Dubai: The UAE is well placed to source most of its future aviation fuel needs from sustainable alternatives and renewable sources, a top Boeing official said on Monday.
UAE’s national carriers Etihad Airways and Emirates, have made significant strides in testing sustainable aviation fuel (SAF) over the past couple of years. Furthermore, since the UAE has made substantial investments in renewable energy through companies like Masdar, the Emirates is well placed to scale the production and manufacture of sustainable aviation fuel (SAF), said Kuljit Ghata-Aura, President of Boeing in the Middle East, Turkey and Africa. “The UAE is also hosting the upcoming COP28 later this year,” said Ghata-Aura. “The use of renewable resources must be harnessed to bring SAF to scale, like what the UAE is doing.”
Ghata-Aura also confirmed that the Boeing Company will only manufacture aircraft capable of flying on 100 per cent SAF from 2030.
‘Will to produce SAF’
“There is a political will to produce sustainable aviation fuel here for a good reason. I mean, one in 10 jobs in the UAE are aviation-related,” he stated. The comments from Boeing came after Dubai’s flagship carrier, Emirates, successfully completed a demonstration flight using 100 per cent SAF in one of the two engines on a Boeing 777-300 ER wide-body aircraft.
SAF, widely considered in the aviation sector as the most significant contributor to reaching sustainability goals, is produced synthetically or from renewable sources, said Ghata-Aura. “The use of SAF can result in up to an 80 per cent reduction in the life cycle of carbon dioxide emissions,” he stated.
Boeing, one of the biggest aircraft manufacturers in the world, has been collaborating with UAE carriers as part of the global aviation industry’s push to meet carbon emission targets. Aside from its collaborations with Emirates, Etihad Airways partnered with Boeing as part of the 2020 ecoDemonstrator programme. The airline used SAF on several test flights at blends between 30 and 50 per cent. Etihad’s iconic ‘Abu Dhabi for the World’ aircraft used 50 per cent SAFs to reduce 60 tonnes of CO2 compared to regular jet fuel use.
Testing SAF is key
“The ultimate path which needs to be followed at the moment has to do everything with these tests (by the airlines). We have to continue testing SAF on these flights. On flights like these, we are just going to collect vital data, add it to these types of activities that are going on all around the world, aggregate it, analyse it, and then get to a path to certification,” he said. Ghata-Aura said the data from test flights would help OEMs such as Boeing ensure that the certification for piloting SAF-powered flights would be 100 per cent safe.
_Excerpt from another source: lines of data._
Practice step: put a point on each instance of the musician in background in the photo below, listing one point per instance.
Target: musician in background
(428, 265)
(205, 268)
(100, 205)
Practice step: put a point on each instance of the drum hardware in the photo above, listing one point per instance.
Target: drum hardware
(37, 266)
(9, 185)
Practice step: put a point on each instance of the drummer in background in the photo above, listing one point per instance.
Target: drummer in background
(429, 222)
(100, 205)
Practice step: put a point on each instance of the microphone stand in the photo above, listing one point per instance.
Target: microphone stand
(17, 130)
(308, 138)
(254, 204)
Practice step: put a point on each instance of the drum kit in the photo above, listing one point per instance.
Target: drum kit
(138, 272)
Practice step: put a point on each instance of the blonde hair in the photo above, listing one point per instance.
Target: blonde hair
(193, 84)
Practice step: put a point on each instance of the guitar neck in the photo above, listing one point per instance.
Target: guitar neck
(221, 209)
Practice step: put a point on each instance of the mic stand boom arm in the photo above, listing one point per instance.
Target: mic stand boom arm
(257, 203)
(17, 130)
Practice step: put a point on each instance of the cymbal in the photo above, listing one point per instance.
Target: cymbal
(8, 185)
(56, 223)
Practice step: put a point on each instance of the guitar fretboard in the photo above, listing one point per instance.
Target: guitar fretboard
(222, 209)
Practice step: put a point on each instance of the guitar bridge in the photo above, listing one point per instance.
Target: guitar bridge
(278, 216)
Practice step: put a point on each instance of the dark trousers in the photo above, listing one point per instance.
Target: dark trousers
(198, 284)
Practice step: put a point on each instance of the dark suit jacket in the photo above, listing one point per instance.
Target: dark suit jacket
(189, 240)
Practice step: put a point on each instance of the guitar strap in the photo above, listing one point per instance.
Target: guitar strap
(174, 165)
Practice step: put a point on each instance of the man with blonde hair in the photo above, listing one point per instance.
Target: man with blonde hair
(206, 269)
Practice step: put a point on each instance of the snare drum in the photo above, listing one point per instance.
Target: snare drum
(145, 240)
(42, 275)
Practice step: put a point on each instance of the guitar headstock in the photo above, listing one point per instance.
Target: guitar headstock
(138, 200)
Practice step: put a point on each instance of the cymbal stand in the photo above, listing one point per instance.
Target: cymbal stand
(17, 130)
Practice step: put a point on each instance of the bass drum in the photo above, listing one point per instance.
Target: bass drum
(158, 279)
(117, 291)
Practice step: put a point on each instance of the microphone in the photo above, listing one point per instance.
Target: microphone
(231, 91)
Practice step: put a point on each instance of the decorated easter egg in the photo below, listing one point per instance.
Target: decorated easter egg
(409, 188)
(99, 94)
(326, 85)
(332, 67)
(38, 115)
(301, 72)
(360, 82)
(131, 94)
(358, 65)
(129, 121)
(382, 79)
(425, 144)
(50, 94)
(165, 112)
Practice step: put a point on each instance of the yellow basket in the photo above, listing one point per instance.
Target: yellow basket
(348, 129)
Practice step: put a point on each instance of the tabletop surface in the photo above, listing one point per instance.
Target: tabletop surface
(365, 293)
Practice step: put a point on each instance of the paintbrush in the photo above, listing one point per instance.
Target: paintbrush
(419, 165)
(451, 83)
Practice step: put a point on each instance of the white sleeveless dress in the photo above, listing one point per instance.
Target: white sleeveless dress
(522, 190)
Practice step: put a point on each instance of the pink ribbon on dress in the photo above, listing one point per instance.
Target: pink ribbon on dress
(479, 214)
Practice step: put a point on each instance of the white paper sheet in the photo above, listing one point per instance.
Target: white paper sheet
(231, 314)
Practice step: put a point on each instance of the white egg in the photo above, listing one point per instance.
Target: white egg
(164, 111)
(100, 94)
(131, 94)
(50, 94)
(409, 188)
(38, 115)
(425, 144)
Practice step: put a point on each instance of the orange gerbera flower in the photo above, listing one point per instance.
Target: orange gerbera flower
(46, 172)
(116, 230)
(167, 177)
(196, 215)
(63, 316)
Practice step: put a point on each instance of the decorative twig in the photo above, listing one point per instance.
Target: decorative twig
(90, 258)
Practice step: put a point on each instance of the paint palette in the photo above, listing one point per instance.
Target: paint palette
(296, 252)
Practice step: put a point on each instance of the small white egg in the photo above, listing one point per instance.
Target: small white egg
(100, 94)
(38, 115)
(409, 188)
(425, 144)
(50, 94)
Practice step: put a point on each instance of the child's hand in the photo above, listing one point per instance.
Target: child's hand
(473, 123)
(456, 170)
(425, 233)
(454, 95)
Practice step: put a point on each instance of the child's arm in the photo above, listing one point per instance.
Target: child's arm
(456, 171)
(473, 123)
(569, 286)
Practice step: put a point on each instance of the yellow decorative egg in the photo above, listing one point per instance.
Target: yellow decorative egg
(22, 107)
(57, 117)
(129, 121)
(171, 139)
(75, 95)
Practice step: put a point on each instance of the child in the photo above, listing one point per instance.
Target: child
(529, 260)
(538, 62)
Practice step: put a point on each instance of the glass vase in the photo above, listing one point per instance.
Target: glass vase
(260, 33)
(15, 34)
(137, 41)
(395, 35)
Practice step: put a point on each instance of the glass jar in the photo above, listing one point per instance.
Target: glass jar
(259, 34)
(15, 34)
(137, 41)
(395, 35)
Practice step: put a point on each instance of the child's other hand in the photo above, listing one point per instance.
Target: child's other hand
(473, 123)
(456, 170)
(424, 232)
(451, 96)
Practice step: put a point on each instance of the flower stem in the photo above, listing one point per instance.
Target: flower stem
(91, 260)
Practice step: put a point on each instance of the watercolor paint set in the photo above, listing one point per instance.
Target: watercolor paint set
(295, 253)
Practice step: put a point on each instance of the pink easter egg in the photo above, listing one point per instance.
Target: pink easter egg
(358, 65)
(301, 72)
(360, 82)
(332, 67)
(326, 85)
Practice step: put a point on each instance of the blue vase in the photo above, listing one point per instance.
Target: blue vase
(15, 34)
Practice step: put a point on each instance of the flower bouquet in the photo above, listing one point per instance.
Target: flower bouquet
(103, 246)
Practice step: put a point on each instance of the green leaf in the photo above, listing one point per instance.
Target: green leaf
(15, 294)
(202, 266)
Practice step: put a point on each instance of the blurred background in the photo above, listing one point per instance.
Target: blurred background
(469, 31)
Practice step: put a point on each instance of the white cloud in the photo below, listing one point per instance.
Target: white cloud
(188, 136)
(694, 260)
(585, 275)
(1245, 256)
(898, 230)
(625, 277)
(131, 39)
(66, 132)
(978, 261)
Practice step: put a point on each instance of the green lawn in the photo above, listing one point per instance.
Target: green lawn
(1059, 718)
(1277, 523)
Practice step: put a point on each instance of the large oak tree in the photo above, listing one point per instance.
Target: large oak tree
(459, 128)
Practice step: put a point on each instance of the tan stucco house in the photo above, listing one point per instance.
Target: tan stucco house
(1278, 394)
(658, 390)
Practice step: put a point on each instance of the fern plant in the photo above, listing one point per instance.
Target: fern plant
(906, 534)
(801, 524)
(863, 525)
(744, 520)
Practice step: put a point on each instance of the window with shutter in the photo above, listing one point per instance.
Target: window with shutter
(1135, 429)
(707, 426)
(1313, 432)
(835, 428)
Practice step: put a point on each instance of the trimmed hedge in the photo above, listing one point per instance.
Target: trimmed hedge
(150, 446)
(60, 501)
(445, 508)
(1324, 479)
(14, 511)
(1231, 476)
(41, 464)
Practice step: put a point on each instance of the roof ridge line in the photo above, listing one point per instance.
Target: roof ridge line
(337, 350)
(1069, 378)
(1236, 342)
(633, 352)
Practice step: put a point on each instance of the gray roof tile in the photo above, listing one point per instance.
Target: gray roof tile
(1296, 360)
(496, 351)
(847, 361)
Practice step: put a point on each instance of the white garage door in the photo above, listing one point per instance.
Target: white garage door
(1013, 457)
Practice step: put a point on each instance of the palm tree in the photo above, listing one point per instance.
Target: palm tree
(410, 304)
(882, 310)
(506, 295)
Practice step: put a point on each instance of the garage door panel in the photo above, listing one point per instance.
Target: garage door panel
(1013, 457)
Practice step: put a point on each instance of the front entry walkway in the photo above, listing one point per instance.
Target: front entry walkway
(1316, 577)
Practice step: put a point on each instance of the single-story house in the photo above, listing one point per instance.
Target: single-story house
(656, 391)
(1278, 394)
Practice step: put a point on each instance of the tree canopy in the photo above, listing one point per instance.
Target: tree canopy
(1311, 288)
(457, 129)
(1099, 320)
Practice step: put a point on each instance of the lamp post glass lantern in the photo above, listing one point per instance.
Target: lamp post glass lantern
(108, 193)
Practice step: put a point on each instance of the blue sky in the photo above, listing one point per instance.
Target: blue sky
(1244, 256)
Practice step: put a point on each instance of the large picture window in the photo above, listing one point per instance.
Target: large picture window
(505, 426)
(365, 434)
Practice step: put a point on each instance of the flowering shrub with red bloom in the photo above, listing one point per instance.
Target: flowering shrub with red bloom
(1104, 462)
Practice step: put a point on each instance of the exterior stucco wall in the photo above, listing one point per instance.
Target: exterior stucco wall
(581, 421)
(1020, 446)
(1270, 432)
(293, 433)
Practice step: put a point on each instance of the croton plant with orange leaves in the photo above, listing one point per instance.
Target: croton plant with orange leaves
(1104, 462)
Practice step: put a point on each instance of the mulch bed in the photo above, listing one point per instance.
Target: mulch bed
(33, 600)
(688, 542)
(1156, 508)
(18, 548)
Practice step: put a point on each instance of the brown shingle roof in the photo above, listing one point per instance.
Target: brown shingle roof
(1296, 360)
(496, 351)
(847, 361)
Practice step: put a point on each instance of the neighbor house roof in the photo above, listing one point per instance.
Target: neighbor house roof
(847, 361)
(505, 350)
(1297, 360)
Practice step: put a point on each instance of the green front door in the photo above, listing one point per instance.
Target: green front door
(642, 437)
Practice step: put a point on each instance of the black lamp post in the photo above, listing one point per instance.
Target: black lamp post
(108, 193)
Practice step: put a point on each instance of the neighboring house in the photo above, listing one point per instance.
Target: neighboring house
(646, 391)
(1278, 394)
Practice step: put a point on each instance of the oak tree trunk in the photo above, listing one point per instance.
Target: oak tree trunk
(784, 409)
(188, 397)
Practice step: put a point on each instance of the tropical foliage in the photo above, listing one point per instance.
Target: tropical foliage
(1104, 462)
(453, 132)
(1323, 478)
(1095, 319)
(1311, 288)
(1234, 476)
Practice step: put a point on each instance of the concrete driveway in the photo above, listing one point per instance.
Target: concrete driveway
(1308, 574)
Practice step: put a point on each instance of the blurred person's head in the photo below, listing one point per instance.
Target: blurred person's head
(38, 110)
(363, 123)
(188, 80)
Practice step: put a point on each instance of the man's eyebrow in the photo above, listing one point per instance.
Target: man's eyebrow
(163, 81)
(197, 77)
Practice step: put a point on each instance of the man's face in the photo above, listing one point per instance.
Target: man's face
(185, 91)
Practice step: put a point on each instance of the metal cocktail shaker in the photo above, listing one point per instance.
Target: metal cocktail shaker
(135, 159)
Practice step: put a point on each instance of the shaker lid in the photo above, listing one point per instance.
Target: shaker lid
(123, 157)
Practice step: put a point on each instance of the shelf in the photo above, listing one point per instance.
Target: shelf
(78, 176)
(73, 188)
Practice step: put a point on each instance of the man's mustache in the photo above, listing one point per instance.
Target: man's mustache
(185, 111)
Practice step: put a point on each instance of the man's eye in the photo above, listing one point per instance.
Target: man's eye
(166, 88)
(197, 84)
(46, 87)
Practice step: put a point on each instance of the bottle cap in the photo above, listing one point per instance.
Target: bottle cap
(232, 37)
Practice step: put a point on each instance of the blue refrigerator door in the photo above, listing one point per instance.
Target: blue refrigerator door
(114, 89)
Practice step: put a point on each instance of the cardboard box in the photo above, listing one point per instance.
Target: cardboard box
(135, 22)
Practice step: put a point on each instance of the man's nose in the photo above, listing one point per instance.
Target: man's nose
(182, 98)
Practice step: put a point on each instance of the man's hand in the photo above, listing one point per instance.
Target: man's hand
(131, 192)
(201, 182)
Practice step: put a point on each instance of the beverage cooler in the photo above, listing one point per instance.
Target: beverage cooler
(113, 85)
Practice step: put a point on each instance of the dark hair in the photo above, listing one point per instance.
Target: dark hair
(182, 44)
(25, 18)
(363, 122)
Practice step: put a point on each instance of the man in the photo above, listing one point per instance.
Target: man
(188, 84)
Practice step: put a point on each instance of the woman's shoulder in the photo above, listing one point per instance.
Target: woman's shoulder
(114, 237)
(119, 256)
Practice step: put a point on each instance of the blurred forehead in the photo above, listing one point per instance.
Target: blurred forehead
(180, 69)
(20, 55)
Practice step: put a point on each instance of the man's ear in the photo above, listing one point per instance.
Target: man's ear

Following this, authorities and regulators would be happy to certify 100 per cent sustainable aviation fuel for commercial operations. “That’s where you’re going to see the advantage of 80 per cent lifecycle reduction in CO2 emissions,” he said.
When will SAF become affordable?
However, despite the strides taken by these aerospace companies, SAF is not a readily available or affordable commodity. In the United States, SAF costs, on average, $9.23 per gallon as of earlier this month, according to aviation data site Global Air. Standard kerosene-based jet fuel sits at an average of $7.03 per gallon. Several airlines worldwide, including Cathay Pacific, British Airways, American Airlines, KLM, Lufthansa, and many more, have shown a keen interest in driving SAF forward by signing multi-million dollar purchasing agreements.
The Boeing official said entire ecosystems, including regulatory action, must unite to enable SAF’s scale-up in the aviation sector.
“We don’t have enough SAF to make it particularly affordable, and the scale-up process will involve action from every part of the aerospace ecosystem, government, regulators, original equipment manufacturer (OEMs) such as ourselves,” said Ghata-Aura. While there is demand for SAF, there isn’t enough supply. “There is enough feedstock, but we have to boost investment in SAF collectively,” he added.